Cornell University analysts photographed kitchen counters in more than 200 American homes and after that checked the weight of the women living in those houses.
Ladies who had breakfast cereal sitting on the counter weighed 20 pounds more than ladies who didn’t have cereal boxes on show. And ladies in homes with soft drinks sitting on the counter weighed 24 to 26 pounds more than those living in homes without soft drinks on the counter, the investigators found.
“It’s your fundamental ‘see-food diet’ — you eat what you see,” lead author Brian Wansink, teacher and chief of Cornell’s Nourishment and Brand Lab, said in a college news discharge.
“As a cereal lover, that stunned me.
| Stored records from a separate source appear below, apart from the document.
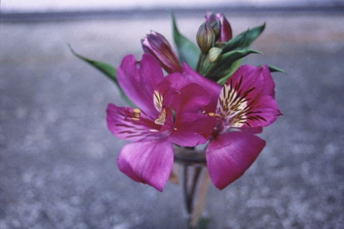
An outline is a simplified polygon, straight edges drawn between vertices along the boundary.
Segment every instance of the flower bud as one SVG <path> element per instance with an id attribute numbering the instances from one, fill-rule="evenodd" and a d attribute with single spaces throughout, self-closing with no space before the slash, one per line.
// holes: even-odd
<path id="1" fill-rule="evenodd" d="M 213 47 L 215 32 L 208 23 L 203 23 L 198 29 L 196 40 L 200 49 L 203 54 L 206 53 Z"/>
<path id="2" fill-rule="evenodd" d="M 182 71 L 177 56 L 162 35 L 151 31 L 150 33 L 141 40 L 141 44 L 143 51 L 155 57 L 169 74 Z"/>
<path id="3" fill-rule="evenodd" d="M 208 59 L 209 62 L 214 63 L 219 59 L 221 56 L 222 49 L 217 47 L 213 47 L 209 50 Z"/>
<path id="4" fill-rule="evenodd" d="M 217 40 L 221 34 L 221 23 L 220 21 L 215 21 L 210 24 L 215 32 L 215 40 Z"/>
<path id="5" fill-rule="evenodd" d="M 212 24 L 214 22 L 219 22 L 221 24 L 221 32 L 216 41 L 227 42 L 230 40 L 232 38 L 232 29 L 225 16 L 221 13 L 215 14 L 207 12 L 205 16 L 205 22 Z"/>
Cereal contains a health-halo, but if you eat a modest bunch every time you walk by, it’s not progressing to make you skinny,” he clarified.
On the flip side, women who had a supplied natural product bowl on their countertops weighed 13 pounds less than ladies without the easily open fruit.
Although this ponder found an association between what was on the counter and a person’s weight, it wasn’t planned to demonstrate a cause-and-effect relationship.
The study was distributed online recently in the diary Wellbeing Education and Behavior.
“We’ve got a saying in our lab: ‘If you want to be thin, do what skinny people do.’ In the event that skinny people make their homes ‘slim by design’ by clearing the counters of everything but the fruit bowl, it won’t hurt us to do the same,” Wansink said.